Robot dogs are now assisting the United States with border control

Something strange is going on at the US-Mexico border. Robot dogs, as they are known, are a familiar sight along the border, which the US has spent a significant amount of money to secure from trespassers. These four-legged robots are replacing humans at the border, which the US claims are critical given the almost 2000-mile region in hospitability.

Because the bordering climate is harsh, robot dogs, according to US Customs and Border Protection (CBP), are more equipped to patrol the border than human officers. The US intends to keep an eye on its borders with these robot canines, which will roam the region indefinitely.

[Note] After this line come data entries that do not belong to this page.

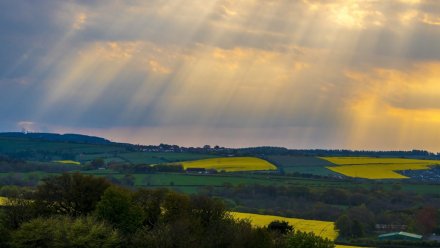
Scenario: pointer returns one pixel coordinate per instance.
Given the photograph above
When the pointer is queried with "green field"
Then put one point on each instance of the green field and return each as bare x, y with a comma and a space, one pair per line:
191, 183
302, 164
231, 164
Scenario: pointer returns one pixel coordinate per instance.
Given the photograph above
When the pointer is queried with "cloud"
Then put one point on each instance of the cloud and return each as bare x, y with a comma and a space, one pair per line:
303, 67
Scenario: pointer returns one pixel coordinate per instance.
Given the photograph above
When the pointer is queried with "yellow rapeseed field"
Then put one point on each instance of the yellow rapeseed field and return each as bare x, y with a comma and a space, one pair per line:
231, 164
3, 200
325, 229
377, 168
67, 162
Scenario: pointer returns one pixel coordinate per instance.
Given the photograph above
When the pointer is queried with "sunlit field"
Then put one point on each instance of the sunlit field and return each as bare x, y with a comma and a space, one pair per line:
67, 162
325, 229
3, 200
232, 164
377, 168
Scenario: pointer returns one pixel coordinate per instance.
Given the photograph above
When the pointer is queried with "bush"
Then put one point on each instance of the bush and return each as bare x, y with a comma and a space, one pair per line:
65, 232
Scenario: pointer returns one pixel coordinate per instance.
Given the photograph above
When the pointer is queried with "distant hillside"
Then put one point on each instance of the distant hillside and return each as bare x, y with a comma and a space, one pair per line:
75, 138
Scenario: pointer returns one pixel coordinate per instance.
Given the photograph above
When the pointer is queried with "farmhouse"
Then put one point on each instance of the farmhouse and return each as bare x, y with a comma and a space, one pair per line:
400, 236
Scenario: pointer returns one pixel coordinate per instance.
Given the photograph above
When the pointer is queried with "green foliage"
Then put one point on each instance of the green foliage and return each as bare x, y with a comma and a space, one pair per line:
65, 232
281, 227
72, 194
116, 207
300, 239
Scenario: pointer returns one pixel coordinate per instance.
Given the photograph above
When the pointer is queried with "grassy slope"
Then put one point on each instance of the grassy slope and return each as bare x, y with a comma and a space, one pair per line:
231, 164
377, 168
303, 165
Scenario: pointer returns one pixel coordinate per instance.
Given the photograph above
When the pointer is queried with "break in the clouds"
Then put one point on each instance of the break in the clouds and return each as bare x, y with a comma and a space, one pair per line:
303, 73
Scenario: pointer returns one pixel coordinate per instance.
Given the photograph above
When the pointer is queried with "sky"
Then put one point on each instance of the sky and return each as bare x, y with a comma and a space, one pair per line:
337, 74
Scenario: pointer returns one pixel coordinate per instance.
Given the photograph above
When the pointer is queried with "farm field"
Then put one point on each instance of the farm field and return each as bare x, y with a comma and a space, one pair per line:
2, 200
191, 183
67, 162
325, 229
231, 164
302, 164
377, 168
161, 157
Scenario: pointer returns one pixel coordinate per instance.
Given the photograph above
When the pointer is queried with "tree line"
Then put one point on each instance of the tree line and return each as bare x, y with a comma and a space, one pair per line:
75, 210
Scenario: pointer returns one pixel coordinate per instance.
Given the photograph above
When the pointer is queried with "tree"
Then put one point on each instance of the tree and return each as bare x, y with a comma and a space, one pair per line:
116, 207
65, 232
300, 239
426, 219
72, 194
343, 224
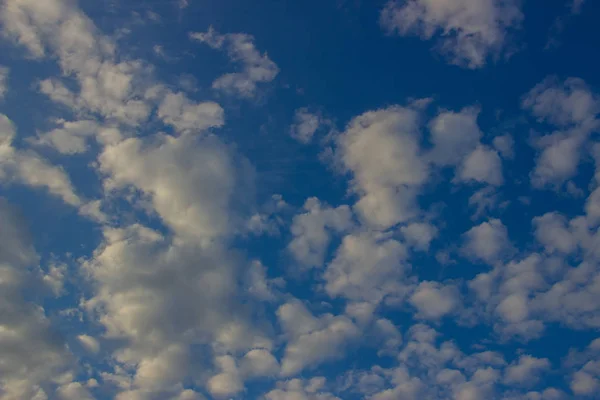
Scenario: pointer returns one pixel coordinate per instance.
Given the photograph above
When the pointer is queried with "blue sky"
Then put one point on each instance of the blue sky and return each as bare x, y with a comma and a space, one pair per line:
299, 200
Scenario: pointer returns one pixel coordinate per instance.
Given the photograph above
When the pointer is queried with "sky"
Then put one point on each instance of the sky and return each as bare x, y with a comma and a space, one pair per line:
299, 200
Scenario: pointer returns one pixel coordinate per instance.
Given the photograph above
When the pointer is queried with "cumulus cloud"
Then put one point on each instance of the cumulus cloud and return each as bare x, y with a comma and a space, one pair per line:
257, 68
505, 146
526, 371
27, 167
33, 355
487, 242
381, 150
306, 124
572, 107
185, 116
433, 300
297, 389
367, 267
454, 135
482, 165
312, 340
193, 195
419, 235
471, 31
3, 81
312, 230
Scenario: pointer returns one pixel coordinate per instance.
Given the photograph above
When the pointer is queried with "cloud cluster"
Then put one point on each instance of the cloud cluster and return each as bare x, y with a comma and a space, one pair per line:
177, 300
471, 31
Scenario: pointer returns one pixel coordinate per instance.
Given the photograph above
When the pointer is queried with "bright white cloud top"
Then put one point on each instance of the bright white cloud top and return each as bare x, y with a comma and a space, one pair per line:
186, 217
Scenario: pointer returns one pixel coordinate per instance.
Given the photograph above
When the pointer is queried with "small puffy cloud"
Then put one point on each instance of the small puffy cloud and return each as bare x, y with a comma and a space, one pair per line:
584, 383
573, 108
454, 135
488, 241
259, 362
312, 340
558, 160
189, 179
90, 343
3, 82
471, 31
70, 137
306, 124
434, 300
419, 235
562, 103
32, 354
28, 168
297, 389
312, 230
228, 382
381, 150
367, 268
74, 391
552, 231
504, 145
256, 67
482, 165
186, 116
526, 371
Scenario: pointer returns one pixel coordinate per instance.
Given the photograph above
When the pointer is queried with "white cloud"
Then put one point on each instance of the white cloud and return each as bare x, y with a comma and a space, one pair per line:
454, 135
505, 145
526, 371
191, 180
381, 150
296, 389
433, 300
487, 241
29, 168
562, 103
482, 165
312, 231
259, 363
312, 340
74, 391
572, 107
164, 296
32, 353
471, 31
552, 232
185, 116
228, 382
419, 235
3, 81
558, 160
70, 137
105, 87
256, 67
367, 268
306, 124
90, 343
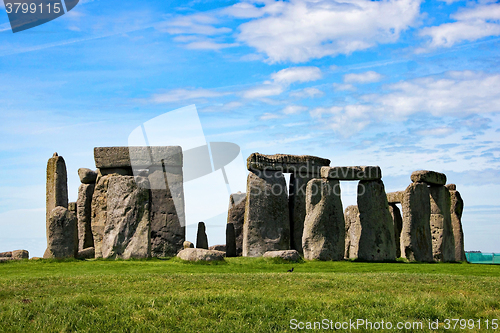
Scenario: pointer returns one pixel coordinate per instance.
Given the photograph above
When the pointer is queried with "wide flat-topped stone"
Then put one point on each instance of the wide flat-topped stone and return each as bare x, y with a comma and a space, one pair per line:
137, 157
429, 177
352, 173
303, 164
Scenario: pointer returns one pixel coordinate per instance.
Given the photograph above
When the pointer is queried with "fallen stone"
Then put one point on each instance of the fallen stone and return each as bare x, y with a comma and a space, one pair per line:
191, 254
376, 241
324, 225
87, 176
290, 255
267, 223
352, 173
416, 239
201, 237
62, 234
429, 177
303, 164
443, 242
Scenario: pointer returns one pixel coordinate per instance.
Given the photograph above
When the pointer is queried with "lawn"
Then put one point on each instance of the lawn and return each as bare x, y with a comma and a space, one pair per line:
244, 295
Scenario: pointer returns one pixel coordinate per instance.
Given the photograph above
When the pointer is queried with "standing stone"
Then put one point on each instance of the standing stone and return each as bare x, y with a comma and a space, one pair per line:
416, 240
443, 242
398, 225
127, 228
57, 184
324, 226
457, 207
352, 232
267, 222
236, 216
230, 241
84, 215
376, 241
201, 237
62, 238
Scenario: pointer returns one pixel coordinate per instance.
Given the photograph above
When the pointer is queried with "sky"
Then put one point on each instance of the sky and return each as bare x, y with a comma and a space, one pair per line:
406, 85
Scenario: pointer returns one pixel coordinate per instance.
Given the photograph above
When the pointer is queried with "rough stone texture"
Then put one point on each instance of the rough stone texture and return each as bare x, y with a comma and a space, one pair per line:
457, 207
187, 245
298, 164
201, 237
57, 184
352, 173
429, 177
143, 157
87, 176
352, 232
443, 242
376, 241
127, 226
395, 197
84, 215
201, 254
62, 234
398, 226
267, 223
324, 225
416, 239
290, 255
297, 209
236, 216
168, 230
230, 241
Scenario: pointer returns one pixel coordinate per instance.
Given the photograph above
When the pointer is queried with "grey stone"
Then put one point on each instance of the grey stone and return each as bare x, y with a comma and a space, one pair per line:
290, 255
267, 223
376, 241
398, 226
352, 173
324, 225
457, 207
443, 242
191, 254
57, 184
429, 177
298, 164
84, 215
127, 229
416, 239
87, 176
62, 234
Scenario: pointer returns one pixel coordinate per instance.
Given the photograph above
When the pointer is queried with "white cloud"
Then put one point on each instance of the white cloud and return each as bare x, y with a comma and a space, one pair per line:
300, 30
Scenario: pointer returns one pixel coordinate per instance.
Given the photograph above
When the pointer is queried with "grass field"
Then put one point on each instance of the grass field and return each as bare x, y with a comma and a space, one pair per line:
242, 295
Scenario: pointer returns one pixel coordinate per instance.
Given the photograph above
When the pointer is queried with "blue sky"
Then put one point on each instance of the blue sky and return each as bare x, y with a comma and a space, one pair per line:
406, 85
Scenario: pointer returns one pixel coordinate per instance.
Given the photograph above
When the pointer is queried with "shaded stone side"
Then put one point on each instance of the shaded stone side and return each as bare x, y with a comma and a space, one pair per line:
267, 222
443, 242
324, 226
376, 241
416, 239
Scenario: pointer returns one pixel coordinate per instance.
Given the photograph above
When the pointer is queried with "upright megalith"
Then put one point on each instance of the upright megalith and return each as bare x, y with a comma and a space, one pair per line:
416, 240
457, 207
376, 240
57, 184
324, 227
62, 237
267, 223
201, 237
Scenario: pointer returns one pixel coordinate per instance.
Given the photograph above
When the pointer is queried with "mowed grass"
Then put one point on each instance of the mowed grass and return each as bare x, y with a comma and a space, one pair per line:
239, 295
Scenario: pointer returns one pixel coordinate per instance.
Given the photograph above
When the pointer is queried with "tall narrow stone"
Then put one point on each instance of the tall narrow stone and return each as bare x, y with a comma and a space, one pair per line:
416, 240
267, 223
324, 227
376, 241
443, 242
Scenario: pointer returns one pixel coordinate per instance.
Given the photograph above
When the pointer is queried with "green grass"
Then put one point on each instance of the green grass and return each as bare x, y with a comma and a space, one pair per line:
239, 295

However, experts say that this is not the reason why the United States is so enthusiastic about robot dogs.

Despite the fact that the United States describes the region as inhospitable, there are settlements of people living there, and they are generally paranoid because scenes of robots with four legs and no head are something out of a sci-fi movie.

To put it another way, what the United States is doing may herald the arrival of a dystopian future of surveillance.

According to The Guardian, the US-Mexico border is a testing ground for developing technology, which includes gadgets and systems for monitoring and policing. And, in the name of security, the administration is so confident in the deployment of new technologies in this region that it has casually dismissed warnings from residents.

Activists claim that these surveillance and enforcement technologies, such as robot dogs, make the US-Mexico border more dangerous for migrants. This is the polar opposite of what the United States has started.

People have dubbed the border the "smart wall" because it is infested with new technologies, and they believe it does not represent progress in the process of imposing law and order. Robot dogs fall into only one group, and the United States has previously utilized them to monitor the country and its residents.

Massachusetts police released these robot canines throughout the city in 2019, while Honolulu police utilised these four-legged bots last year to remotely screen folks strolling in the open for Covid and even monitor their temperatures from afar.

For these robot dogs, the US government has worked with Ghost Robotics. The company argues that their robots are just what the government requires. "It's a tough, quadruped robot," said Gavin Kenneally, Ghost Robotics' chief product officer. "It travels across all forms of natural terrains, such as sand, rocks, and hills, as well as man-made surroundings, such as stairs." That is why you want legs rather than tracks."